After only 18 months "more than 3,000 of Denmark's 77,300
manufacturing companies were actively involved in networks,"
according to Danish Technological Institute's Niels Christian Nielsen.
Encouragingly, flexible manufacturing networks have already come
to America. They are now taking root and spreading rapidly in some
key states, seeded and nurtured over the past three years by the
Corporation of Enterprise Development, the Washington-based trade
association of state economic development organizations. In the
spring 1991 issue of its Entrepreneurial Economy Review, the Corporation
for Enterprise Development estimates that in just a few years "at
least 50 nascent networks of firms stimulated by public action"
have appeared, operating in at least 14 states and involving "more
than 1,500 small firms."
Some of the earliest experiments in networking took place here
in Massachusetts as a result of the early-1980s recession. The Needle
Trades Action Project was established by 40 Massachusetts companies
in the apparel and sewn industry, and 150 metalworking firms combined
to create the Machine Action Project. Both networks formed to develop
markets, stimulate technology transfer and support training and
apprenticeship programs.
By creating flexible networks of small and medium-sized firms,
resources can be pooled to obtain the benefits of scale. By cooperating
in a network, small firms can effectively play in the global market.
Indeed, their flexibility and swift responsiveness to change may
provide a global competitive advantage. Oregon, for instance, even
passed a networking law in 1991, modeled after Denmark's
An economic networking strategy makes sense for Massachusetts.
Increasingly, real wealth is based in people, skills and knowledge
rather than raw materials, as the Japanese have so capably demonstrated.
Networks are the organizational form of the Information Age. Massachusetts,
which combines resources in knowledge and diversified industries
with high population density and a relatively good infrastructure,
can quickly become a leader in this new-age industrial movement.
Among its numerous advantages in the global business-networking
game, Massachusetts has a unique competitive edge. It is the international
center of computer networking technology.
At one extreme is the state's largest company, Digital Equipment
Corp. in Maryland.
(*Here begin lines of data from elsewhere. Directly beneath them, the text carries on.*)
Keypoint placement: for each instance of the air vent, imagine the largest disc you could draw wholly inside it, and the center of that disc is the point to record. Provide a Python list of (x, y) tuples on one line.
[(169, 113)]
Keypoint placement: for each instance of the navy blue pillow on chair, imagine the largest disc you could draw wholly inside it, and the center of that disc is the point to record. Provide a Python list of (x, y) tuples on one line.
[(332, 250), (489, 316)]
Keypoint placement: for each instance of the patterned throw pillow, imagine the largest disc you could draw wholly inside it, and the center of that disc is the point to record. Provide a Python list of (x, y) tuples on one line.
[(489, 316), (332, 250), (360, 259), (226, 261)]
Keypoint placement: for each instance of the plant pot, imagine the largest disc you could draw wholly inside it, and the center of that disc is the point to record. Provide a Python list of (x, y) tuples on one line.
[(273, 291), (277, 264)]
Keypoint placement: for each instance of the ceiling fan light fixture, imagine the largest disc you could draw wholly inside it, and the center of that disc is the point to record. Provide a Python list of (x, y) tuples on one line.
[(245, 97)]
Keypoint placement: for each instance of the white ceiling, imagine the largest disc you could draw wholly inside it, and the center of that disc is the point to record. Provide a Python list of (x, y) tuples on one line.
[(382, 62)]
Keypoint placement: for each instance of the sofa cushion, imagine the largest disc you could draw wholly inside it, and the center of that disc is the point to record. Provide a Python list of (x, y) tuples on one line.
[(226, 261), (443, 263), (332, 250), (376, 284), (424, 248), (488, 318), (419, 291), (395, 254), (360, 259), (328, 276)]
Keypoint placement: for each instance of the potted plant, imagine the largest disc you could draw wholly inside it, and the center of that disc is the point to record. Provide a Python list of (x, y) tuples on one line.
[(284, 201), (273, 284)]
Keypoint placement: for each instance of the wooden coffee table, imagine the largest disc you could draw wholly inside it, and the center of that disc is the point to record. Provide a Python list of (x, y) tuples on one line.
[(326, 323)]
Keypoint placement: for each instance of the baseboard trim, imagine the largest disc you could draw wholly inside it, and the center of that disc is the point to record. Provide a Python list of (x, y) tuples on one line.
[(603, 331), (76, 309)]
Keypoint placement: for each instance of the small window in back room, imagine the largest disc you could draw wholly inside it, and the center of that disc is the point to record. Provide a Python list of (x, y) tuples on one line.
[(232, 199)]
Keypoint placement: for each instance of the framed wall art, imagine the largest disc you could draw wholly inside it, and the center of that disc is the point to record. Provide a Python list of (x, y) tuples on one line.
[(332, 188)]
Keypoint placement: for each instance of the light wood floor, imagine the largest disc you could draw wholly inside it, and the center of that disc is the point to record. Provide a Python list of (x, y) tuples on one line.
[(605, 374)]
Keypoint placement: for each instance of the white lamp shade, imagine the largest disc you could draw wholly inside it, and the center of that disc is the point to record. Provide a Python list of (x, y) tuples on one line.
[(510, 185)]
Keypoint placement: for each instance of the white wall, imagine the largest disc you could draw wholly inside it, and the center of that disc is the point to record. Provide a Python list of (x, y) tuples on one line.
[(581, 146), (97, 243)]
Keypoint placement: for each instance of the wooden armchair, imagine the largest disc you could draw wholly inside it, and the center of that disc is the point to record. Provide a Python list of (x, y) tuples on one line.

Digital virtually invented the large-scale distributed
network market in the early 1980s, remains a world leader in the
market today and internally works on the world's largest private
network.
Other smaller Massachusetts-based leaders of the networking industry
include fast-growing Banyan Systems in Westborough, Wellfleet Communications
in Bedford and Shiva of Cambridge.
There is a natural synergy between business networks and technology
networks. In networks, people exchange information. The rapid communication
of large amounts of complex information is greatly aided by new
technologies ranging from the simple fax to far-flung computer networks.
Through international data highways, Massachusetts can export its
prodigious brainpower and skills without building three more Logan
airports to accommodate the ceaseless travel of international expertise.
Technology networks are driving the dynamics of global change.
Massachusetts needs its own public-private networking partnership.
Though these programs, scare taxpayers dollars can be used in smaller
amounts to leverage large private-sector results.